4 spades hit the board, I have none, he has one, and makes a flush. Having played completely solid poker for an hour, I was suddenly short stacked by the worlds biggest idiot making just the most awful play imaginable and getting rewarded for it.

I went on a trash-talking rampage that lasted a solid hour. I don't feel good about it now. I kind of humiliated the guy, who was an utterly clueless fool with seemingly a full blown gambling problem. It pushed him into his shell - he barely played a hand in the second hour, despite being the table big stack at the start.

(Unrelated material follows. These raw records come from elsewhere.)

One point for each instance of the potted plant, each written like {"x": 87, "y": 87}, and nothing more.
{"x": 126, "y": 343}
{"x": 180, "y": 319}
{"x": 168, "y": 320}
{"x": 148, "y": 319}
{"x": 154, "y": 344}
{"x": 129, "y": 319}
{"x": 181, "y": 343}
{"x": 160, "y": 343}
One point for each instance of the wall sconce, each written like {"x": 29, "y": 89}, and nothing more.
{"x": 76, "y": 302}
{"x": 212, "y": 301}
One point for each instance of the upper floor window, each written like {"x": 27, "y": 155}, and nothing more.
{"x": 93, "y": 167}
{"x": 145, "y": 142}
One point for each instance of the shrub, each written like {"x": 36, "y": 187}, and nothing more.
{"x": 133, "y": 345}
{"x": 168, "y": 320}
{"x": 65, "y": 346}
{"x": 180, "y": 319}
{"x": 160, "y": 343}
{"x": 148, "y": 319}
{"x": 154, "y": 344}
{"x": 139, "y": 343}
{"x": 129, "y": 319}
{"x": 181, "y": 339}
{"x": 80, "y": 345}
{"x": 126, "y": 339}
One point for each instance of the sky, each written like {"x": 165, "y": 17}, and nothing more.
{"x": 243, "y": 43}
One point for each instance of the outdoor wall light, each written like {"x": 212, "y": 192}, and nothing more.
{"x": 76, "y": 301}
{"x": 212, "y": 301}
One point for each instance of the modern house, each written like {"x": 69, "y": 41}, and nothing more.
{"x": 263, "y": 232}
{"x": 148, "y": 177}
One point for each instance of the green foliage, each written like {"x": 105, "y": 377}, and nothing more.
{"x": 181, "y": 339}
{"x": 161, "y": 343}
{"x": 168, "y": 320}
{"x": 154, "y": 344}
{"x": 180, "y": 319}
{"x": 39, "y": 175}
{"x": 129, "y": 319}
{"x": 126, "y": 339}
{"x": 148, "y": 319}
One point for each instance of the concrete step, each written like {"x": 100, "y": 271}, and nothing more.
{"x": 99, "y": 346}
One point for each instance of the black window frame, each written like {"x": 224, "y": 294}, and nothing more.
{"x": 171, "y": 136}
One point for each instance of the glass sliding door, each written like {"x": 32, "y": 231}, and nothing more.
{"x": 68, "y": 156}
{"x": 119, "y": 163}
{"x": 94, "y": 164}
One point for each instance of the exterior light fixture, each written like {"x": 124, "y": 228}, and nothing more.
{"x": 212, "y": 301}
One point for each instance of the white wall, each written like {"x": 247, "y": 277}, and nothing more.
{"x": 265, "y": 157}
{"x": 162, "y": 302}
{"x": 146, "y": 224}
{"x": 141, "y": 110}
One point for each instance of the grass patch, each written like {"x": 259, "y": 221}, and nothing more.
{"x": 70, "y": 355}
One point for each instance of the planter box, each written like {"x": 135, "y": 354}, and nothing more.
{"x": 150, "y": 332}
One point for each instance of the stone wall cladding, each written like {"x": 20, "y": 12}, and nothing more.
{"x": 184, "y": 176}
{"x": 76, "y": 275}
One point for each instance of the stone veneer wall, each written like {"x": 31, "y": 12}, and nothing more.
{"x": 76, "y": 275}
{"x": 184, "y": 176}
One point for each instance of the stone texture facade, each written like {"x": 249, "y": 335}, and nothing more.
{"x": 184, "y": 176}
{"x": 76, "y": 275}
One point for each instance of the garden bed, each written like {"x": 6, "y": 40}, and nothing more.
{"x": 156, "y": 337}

I doubled up a couple of times to get back to the chip average, and then got a series of good hole cards that hit flops and got action, building a stack up to 56K by the second break. He was down to 8K when we were finally separated, way below the chip average. I protected my stack pretty well for the rest of the tourney, rarely putting chips at risk, and made it to the final 16 without too much drama, qualifying for the "big one" on Sunday.

Bizarrely, so did the coin flipping fool. We ended up back on the same table with 17 players left - with him the short stack of the 17, right on the bubble. I so very very very badly wanted him to get busted on the bubble - I could not believe he was still in after 3 hours and 45 minutes. But his luck knew no bounds - despite being extremely short stacked, he won 4 out of 4 coin flips in a row, despite being behind when the money went in each time - and sometimes way behind. It is quite staggering to behold a run of luck like that. He made it through by knocking out the other short stack, his 10-4 somehow beating his opponents dominating 10-8 by hitting a 4. I could have wept .

But I know, I know, I know, I gotta stop getting riled at these players. They can't help it, they are acting out of ignorance. I too was equally ignorant about 6 months ago - its just I didnt have the money to support that style of play over a prolonged period. Qualifying through a field of a couple of hundred players with that style of play has almost certainly condemned him to huge future losses. He will remember the style of play that worked for him on this occasion, and try to replicate it. He will pour endless cash into rebuys in a bid to repeat the magic of the past, only to be eventualy smacked on the head by a normal distribution curve. I have no doubt this guy will lose many thousands of dollars in a short space if time if he has the means to fund it.

The lesson I have learned? Well, to stay away from games where coin flipping lemmings hang out in numbers. To me, that means staying clear of Rebuy Tourneys, all forms of Speed poker, and SNG tables below the $11 buy in mark.

Still, all's well that ends well. I am in the $300K tourney, and look forward to being the fish in that particular pond.